她睫毛微垂,忽又掀开,望着墨小七,带着一丝疑惑道:“你怎么会从事这个呢?非常缺钱吗?”
没等墨小七回答,好看的双眸又微微一眯,说道:
“据我所知,你这次挂印退役,最少得到了近千万的安置费,难道……又全部捐出去了?”
墨小七眨眨眼,淡淡一笑,“也没有全部,留了一点儿饭钱。”
女子轻轻一叹,望着他的眼神里又多出一丝复杂的情感。
“还好没把你饿死!哼,以后吃不上饭了,记得找我,我会格外赏你几块大洋的。”
墨小七咧嘴露出白森森的牙齿,乐道:“好啊,一言为定哦!”
两人像老朋友一样的熟稔,并肩静静地坐到了田埂上。
过去良久,女子先开口,“你守护的桃花源怕是要不安宁了……”
墨小七如黑曜石般的双目中,寒芒一闪,冷着音儿,“你发现了什么?”
“这是上头的绝密信息,专家们在陇海和虞城的交界处,采掘出的幽灵石里提炼出了一种可以吸收,并提升内力的矿物质。”
“哦?”
短暂沉默后,墨小七身上的寒意更甚,“既然是绝密信息,为何会泄露?遥姐,你知道原因吗?”
路遥清冷绝美的面上,同样闪过一丝冷厉。
“暂时不知,不过已经掌握到一点端倪。此事太过重大,上头指示,要暗中秘密调查,尽快侦破。”
墨小七的脸上似乎笼着一层薄薄的寒霜,平淡的嗓音里透着深潭般的冰凉。
“这里是我的地盘,需要我做什么的话,尽管开口。”
路遥轻轻地摇摇头,又露出那迷人的笑容,“你呀,快一年不见了,还是一点没变。”
墨小七顺势躺了下去,望向幽深苍茫的夜空。
幽幽地说道:“谁说的!变了呢,现在已经是个正儿八经的大男人了!”
正儿八经的大男人了?
他的这句话,让路遥眉头不由微微蹙起。
她忍不住地俯瞰着墨小七,静静地看向他的双眸深处,似乎要看出想要的答案来。
虽然那个答案,会引起一丝莫名的不适感。
……
这样的夜晚,同样感到不适的还有一个人。
从噩梦里惊醒的纪小兰,捂着嘭嘭嘭直跳的胸口,慢慢地从床上坐了起来。
她来到厨房给自己倒了一杯温茶,咕咚咕咚地喝了下去。
听到动静的兰妈妈趿着拖鞋走了过来,关切的问道:“兰儿,半夜不睡觉,是不是饿了?”
纪小兰放下茶杯,有气无力的样子,“没有,刚刚做了个噩梦。
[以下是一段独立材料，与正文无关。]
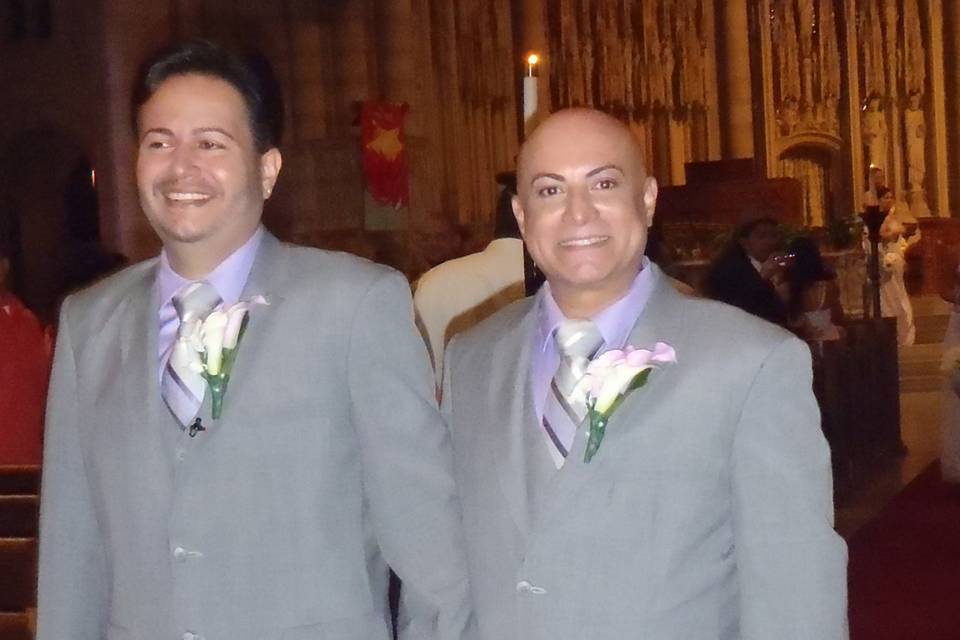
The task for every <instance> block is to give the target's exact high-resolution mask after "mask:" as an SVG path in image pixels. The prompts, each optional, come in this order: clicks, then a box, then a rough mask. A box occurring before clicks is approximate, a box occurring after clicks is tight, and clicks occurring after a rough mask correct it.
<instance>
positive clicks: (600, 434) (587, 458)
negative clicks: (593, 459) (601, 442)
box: [583, 406, 609, 462]
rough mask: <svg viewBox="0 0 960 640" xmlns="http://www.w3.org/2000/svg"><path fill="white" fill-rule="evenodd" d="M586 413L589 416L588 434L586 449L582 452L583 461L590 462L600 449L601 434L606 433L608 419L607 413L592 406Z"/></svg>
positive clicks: (602, 434)
mask: <svg viewBox="0 0 960 640" xmlns="http://www.w3.org/2000/svg"><path fill="white" fill-rule="evenodd" d="M587 413H588V414H589V416H590V434H589V437H588V438H587V450H586V451H585V452H584V454H583V461H584V462H590V460H592V459H593V456H594V455H596V453H597V451H598V450H599V449H600V443H601V442H602V441H603V436H604V435H605V434H606V433H607V420H608V419H609V415H604V414H602V413H600V412H599V411H594V409H593V407H592V406H591V407H590V408H589V410H588V412H587Z"/></svg>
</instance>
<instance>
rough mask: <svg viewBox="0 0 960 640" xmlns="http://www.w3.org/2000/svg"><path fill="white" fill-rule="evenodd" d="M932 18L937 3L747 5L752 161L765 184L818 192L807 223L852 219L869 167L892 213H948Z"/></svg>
mask: <svg viewBox="0 0 960 640" xmlns="http://www.w3.org/2000/svg"><path fill="white" fill-rule="evenodd" d="M942 17H943V16H942V8H941V5H940V2H939V0H855V1H853V2H845V1H843V0H754V2H753V6H752V8H751V19H752V21H751V22H752V23H751V30H752V32H753V34H754V35H755V36H757V37H756V42H757V43H758V46H756V47H754V49H753V50H752V54H753V56H754V60H755V61H756V63H757V68H759V69H760V70H761V73H759V74H757V75H755V77H754V87H755V91H757V92H759V93H760V95H761V96H762V100H761V103H760V104H758V105H757V107H758V112H759V115H760V118H759V121H760V122H761V123H762V125H761V127H762V129H761V131H760V133H761V135H760V138H761V139H762V144H761V145H760V153H761V156H762V157H763V164H764V166H765V168H766V170H767V172H768V175H791V176H794V177H797V178H798V179H800V180H801V181H802V182H804V183H805V185H807V186H808V187H809V188H812V189H821V190H824V191H823V192H822V193H817V194H814V193H811V194H808V195H807V197H806V202H807V206H808V207H809V209H808V210H807V212H806V214H805V218H806V220H807V222H808V224H811V225H822V224H827V223H829V221H830V220H831V219H833V218H835V217H843V216H847V215H850V214H851V213H852V212H854V211H859V210H860V209H861V208H862V206H863V197H864V195H863V194H864V189H866V184H865V182H866V181H865V176H866V170H867V168H868V167H869V166H871V165H874V166H877V167H880V168H881V169H882V170H883V171H884V174H885V176H884V181H885V183H886V186H888V187H891V188H892V189H893V190H894V192H895V193H896V195H897V198H898V200H904V201H907V202H909V205H908V206H905V207H903V209H905V210H904V211H903V212H901V213H902V214H903V215H906V216H910V215H911V214H912V215H913V216H917V217H923V216H929V215H947V214H948V211H949V207H948V204H947V198H946V181H945V174H944V171H945V166H946V158H945V153H946V152H945V148H944V142H943V140H945V139H946V123H945V117H944V115H943V114H944V92H943V33H942V29H943V24H942ZM938 146H939V147H941V148H943V151H942V152H941V151H940V150H938V148H937V147H938ZM798 148H807V149H809V148H819V149H820V150H821V151H822V153H819V154H818V157H819V158H820V160H819V161H817V162H811V161H810V157H811V156H810V155H809V154H804V153H803V152H798V151H795V149H798ZM798 153H799V154H800V155H801V156H802V155H806V156H807V158H806V159H804V160H802V161H798V160H795V159H792V158H791V157H792V156H797V154H798ZM939 158H942V159H943V162H939V163H937V162H934V159H939ZM931 202H932V203H933V204H934V206H932V207H931V206H930V203H931ZM822 207H826V208H822ZM908 208H909V211H906V209H908Z"/></svg>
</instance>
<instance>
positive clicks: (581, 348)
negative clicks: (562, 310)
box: [554, 320, 603, 360]
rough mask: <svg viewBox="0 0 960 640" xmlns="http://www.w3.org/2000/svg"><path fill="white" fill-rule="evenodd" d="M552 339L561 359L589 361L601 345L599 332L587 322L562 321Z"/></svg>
mask: <svg viewBox="0 0 960 640" xmlns="http://www.w3.org/2000/svg"><path fill="white" fill-rule="evenodd" d="M554 339H555V340H556V341H557V348H558V349H560V355H561V356H562V357H563V358H587V359H588V360H589V359H590V358H592V357H593V355H594V354H595V353H596V352H597V350H598V349H599V348H600V345H601V344H603V336H602V335H601V334H600V330H599V329H598V328H597V325H595V324H593V323H592V322H591V321H589V320H564V321H563V322H561V323H560V326H559V327H557V331H556V333H555V334H554Z"/></svg>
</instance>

”
兰妈妈轻轻搂住她的肩膀,安慰着:
“别怕,梦都是假的!告诉妈妈,梦到了什么,说出来就不怕了。”
纪小兰咬着唇,支支吾吾半天,声如蚊吟:
“妈妈,我……我好像梦到七哥哥和别的女人在一起了。”
“……”
“谁和谁在一起了?”睡眼惺忪的纪跃亭从卧室里走出来,就听到了这一句,“我说啊,你俩怎么不睡觉呢?”
“……”
对于纪跃亭突兀的话语,母女俩相对无言。
兰妈妈有点生气地望着纪跃亭,女儿的心思他一点都不明白,居然还和墨小七称兄道弟的。
天下怎么会有这样的爸爸呢?
她嗔怒的看着纪跃亭,轻轻地叹口气。
“老纪啊,我真不知该说你什么好!唉,你就是个一无所知的大老粗!”
说完,搂着纪小兰往卧室走去。
“……”
纪跃亭丈二和尚摸不着头脑,满眼懵逼。
他怎么了呀?好像没做啥呀。
这娘俩怎么看着不开心呢?
半小时后,兰妈妈从女儿房间回到自己的卧房。
看到又已经呼呼大睡的纪跃亭,气不打一处来,狠狠地在他的肚子上扭了一把。
“哎呦,痛死我了!”纪跃亭一下痛醒,揉着肚子不满地看着兰妈妈,“我说你半夜不睡觉,发啥疯呢?”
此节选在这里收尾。